Original poster: "Jason Petrou by way of Terry Fritz <twftesla-at-qwest-dot-net>" <jasonp-at-btinternet-dot-com>

John,

Good luck with your test - forward me the results if you will. It will be
interesting to see whether or not your results are similar to mine. How are
you planning on feeding pulses to the ignition coil? Are you going to use a
zero crossing chip run off a phase shifter and a FET setup or the good old
mechanical way like me :)

> I obtain the same results with a 9" rotor, 7" rotor, and 5" rotor
> on my TT-42 TC.  In a properly working system, the gap arc
> should quench while the electrodes are still aligned.  This occurs
> because the energy has dissipated.
At 200 breaks, a power arc seems to form on the first break, rather than the
second break, i.e. as the sine curve is still rising on the first break (at
45 degrees). I am not sure why this is, but I can hazard a guess. When the
sparkgap fires and creates a path for the ionised air to follow it also
allows the rising voltage on the sine curve to continue a power arc after
the cap is discharged. On the second firing at 135 degrees the voltage from
the AC line is not high enough to continue a mians power arc, but the cap is
still charged from the peak of the AC line.
    This notices on my coil because I am using a resonant cap - for whatever
reason the first firing seems to power arc more - possibly something to do
with the cap resonant charging as opposed to DC charging.

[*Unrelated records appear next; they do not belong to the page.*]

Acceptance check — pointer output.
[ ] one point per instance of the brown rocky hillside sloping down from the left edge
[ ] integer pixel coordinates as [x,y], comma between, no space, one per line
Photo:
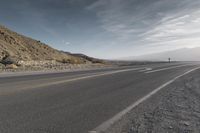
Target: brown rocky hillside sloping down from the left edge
[19,49]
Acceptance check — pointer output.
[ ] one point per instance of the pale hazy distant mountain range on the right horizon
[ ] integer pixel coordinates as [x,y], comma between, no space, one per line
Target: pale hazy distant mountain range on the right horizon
[184,54]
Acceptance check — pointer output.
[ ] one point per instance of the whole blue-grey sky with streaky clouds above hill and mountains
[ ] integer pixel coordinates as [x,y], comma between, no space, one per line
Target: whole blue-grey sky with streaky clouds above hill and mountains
[108,29]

> If the rotor is too small,
> the power too great, the motor too slow, the cap too small, or
> the ballasting not correct, then the gap can "re-fire" while the
> electrodes are still aligned, causing heating of the electrodes,
> arc-trailing, and inefficient operation.  Often these problems
> can be eliminated by rounding the tips of the electrodes some,
> especially if they are thick or wide.
Good point - I rounded the tips of my electrodes to try to conpensate for
it, and it seemed to reduce both jitter and power arcing.

If anyone was interested the way that I tested this was to put a piece of
paper around the disc, and the the bit of paper after the first contacts
burnt, but never after the second.  Not very advanced, but it worked :)

As I say John, please share your findings with us.